Archive for the ‘Structured Data’ Category

Infinit.e Overview

Monday, December 15th, 2014

Infinit.e Overview by Alex Piggott.

From the webpage:

Infinit.e is a scalable framework for collecting, storing, processing, retrieving, analyzing, and visualizing unstructured documents and structured records.

[Image omitted. Too small in my theme to be useful.]

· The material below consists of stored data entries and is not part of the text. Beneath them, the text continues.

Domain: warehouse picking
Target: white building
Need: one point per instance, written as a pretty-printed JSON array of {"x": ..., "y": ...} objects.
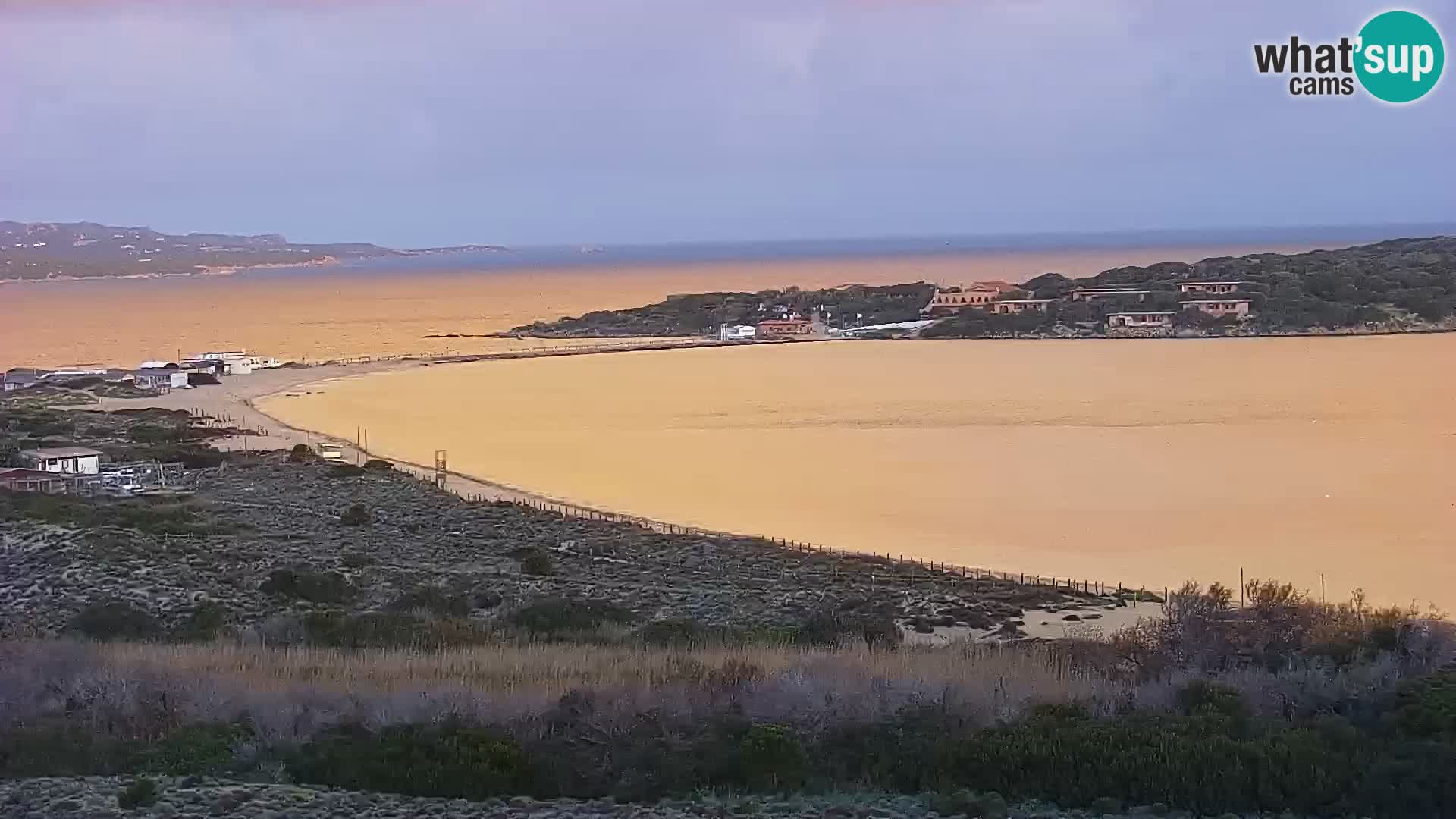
[
  {"x": 64, "y": 460},
  {"x": 162, "y": 381},
  {"x": 737, "y": 333}
]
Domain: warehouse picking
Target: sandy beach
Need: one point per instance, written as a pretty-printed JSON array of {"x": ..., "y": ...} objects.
[
  {"x": 1310, "y": 460},
  {"x": 338, "y": 312}
]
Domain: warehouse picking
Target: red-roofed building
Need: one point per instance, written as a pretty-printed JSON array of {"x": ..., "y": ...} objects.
[
  {"x": 783, "y": 328},
  {"x": 31, "y": 482}
]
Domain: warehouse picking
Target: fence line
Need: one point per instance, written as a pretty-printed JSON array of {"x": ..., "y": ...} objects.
[{"x": 1069, "y": 585}]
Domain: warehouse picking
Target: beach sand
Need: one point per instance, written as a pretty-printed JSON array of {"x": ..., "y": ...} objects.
[
  {"x": 335, "y": 312},
  {"x": 1138, "y": 463}
]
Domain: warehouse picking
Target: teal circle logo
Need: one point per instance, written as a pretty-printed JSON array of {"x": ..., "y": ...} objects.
[{"x": 1400, "y": 57}]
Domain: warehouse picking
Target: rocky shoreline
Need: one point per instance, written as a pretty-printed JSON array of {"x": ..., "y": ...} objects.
[
  {"x": 259, "y": 515},
  {"x": 178, "y": 798}
]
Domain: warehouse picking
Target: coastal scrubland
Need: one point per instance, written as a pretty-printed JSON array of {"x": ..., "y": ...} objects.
[
  {"x": 1401, "y": 284},
  {"x": 1285, "y": 706}
]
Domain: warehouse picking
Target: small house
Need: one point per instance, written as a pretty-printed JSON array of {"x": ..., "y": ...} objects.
[
  {"x": 1210, "y": 287},
  {"x": 1238, "y": 308},
  {"x": 20, "y": 378},
  {"x": 1141, "y": 318},
  {"x": 161, "y": 381},
  {"x": 1011, "y": 306},
  {"x": 64, "y": 460},
  {"x": 18, "y": 480},
  {"x": 737, "y": 333},
  {"x": 783, "y": 328},
  {"x": 1095, "y": 293}
]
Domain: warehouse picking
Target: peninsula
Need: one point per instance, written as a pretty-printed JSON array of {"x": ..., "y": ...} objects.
[
  {"x": 44, "y": 251},
  {"x": 1395, "y": 286}
]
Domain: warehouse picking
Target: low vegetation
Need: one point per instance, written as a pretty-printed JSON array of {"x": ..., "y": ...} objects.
[
  {"x": 701, "y": 314},
  {"x": 970, "y": 726},
  {"x": 1397, "y": 284}
]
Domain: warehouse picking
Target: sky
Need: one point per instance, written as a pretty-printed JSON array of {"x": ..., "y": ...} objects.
[{"x": 619, "y": 121}]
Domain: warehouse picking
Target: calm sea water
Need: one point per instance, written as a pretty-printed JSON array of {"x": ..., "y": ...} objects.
[{"x": 890, "y": 246}]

Let’s provide some clarification on each of the often overloaded terms used in that previous sentence:

  • It is a "framework" (or "platform") because it is configurable and extensible by configuration (DSLs) or by various plug-ins types – the default configuration is expected to be useful for a range of typical analysis applications but to get the most out of Infinit.e we anticipate it will usually be customized.
    • Another element of being a framework is being designed to integrate with existing infrastructures as well run standalone.
  • By "scalable" we mean that new nodes (or even more granular: new components) can be added to meet increasing workload (either more users or more data), and that provision of new resources are near real-time.
    • Further, the use of fundamentally cloud-based components means that there are no bottlenecks at least to the ~100 node scale.
  • By "unstructured documents" we mean anything from a mostly-textual database record to a multi-page report – but Infinit.e’s "sweet spot" is in the range of database records that would correspond to a paragraph or more of text ("semi-structured records"), through web pages, to reports of 10 pages or less.
    • Smaller "structured records" are better handled by structured analysis tools (a very saturated space), though Infinit.e has the ability to do limited aggregation, processing and integration of such datasets. Larger reports can still be handled by Infinit.e, but will be most effective if broken up first.
  • By "processing" we mean the ability to apply complex logic to the data. Infinit.e provides some standard "enrichment", such as extraction of entities (people/places/organizations.etc) and simple statistics; and also the ability to "plug in" domain specific processing modules using the Hadoop API.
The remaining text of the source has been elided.